Futures in Data Warehousing:
The last few years have seen database in the open systems arena grow by a couple of orders of magnitude. These order of magnitude changes are of major significant. With each multiple of 10 the techniques required to architect, design, build and manage large systems have to be revisited, and more often than not have to be replaced with completely new techniques.

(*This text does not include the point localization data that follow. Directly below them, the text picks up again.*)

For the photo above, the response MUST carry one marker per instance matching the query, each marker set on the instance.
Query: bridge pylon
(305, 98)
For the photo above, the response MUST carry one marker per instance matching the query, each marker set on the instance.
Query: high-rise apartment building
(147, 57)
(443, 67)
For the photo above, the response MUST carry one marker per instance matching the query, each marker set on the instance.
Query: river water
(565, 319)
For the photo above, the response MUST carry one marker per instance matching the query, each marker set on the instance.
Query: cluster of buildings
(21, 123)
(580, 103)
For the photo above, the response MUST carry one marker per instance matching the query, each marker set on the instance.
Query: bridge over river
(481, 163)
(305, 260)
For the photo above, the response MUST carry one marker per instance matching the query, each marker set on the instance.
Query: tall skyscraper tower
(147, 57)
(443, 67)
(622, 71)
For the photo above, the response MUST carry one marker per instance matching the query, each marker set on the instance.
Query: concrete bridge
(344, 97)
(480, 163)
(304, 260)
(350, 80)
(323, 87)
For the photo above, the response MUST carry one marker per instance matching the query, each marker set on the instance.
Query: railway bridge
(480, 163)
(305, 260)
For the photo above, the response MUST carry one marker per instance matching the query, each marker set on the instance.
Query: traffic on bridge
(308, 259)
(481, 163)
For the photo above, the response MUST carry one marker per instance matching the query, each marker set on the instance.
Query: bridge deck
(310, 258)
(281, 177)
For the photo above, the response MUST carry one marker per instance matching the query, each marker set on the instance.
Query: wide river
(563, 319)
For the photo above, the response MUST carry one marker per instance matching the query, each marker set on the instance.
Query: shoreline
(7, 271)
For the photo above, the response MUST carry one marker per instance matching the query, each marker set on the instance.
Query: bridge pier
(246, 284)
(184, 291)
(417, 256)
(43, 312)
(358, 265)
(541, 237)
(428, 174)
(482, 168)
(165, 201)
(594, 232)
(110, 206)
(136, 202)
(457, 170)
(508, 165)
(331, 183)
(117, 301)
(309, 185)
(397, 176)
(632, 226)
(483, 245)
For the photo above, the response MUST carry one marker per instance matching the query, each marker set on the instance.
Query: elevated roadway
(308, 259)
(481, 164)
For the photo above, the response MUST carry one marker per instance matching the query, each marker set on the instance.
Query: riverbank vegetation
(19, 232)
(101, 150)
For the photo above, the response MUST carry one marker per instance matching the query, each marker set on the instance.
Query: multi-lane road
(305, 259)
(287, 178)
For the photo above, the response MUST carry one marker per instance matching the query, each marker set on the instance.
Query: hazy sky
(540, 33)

As the size of the database grows, the estimate of what constitutes a very large database (VLDB) continues to grow. The acronym VLDB has become so stretched in the range that it covers that a new acronym is required to distinguish these future systems from what has happened to date. We define an extremely large database (ELDB). The future shape of data warehouses will be very different from that of the data warehouses that are being created today. The requirement to handle vast quantities of multiformat data, while satisfying a user base of thousands, will drive solutions toward distributed data bases and three-tier architectures.
Future of Data Mining:
Data mining is becoming the focus of a great deal of attention – Hundreds of companies world wide have started such projects. New opportunities provided by these techniques are constantly being discovered. The exponential growth of data in the world, it is to be expected that this trend towards Data mining will continue for a considerable time. It is supported by other techniques such as Multiprocessing Machines, Client/Server and extremely well organized databases. All of these together make it possible to fully maximize the benefit of working with data mining. We believe that the future will see the development of many new applications based on Data Warehouses and using Data Mining techniques. Data Mining allows for the creation of a self -learning organization and it is this that convinces us that, “WE ARE AT THE BEGINNING OF A VERY PROMISING ERA”.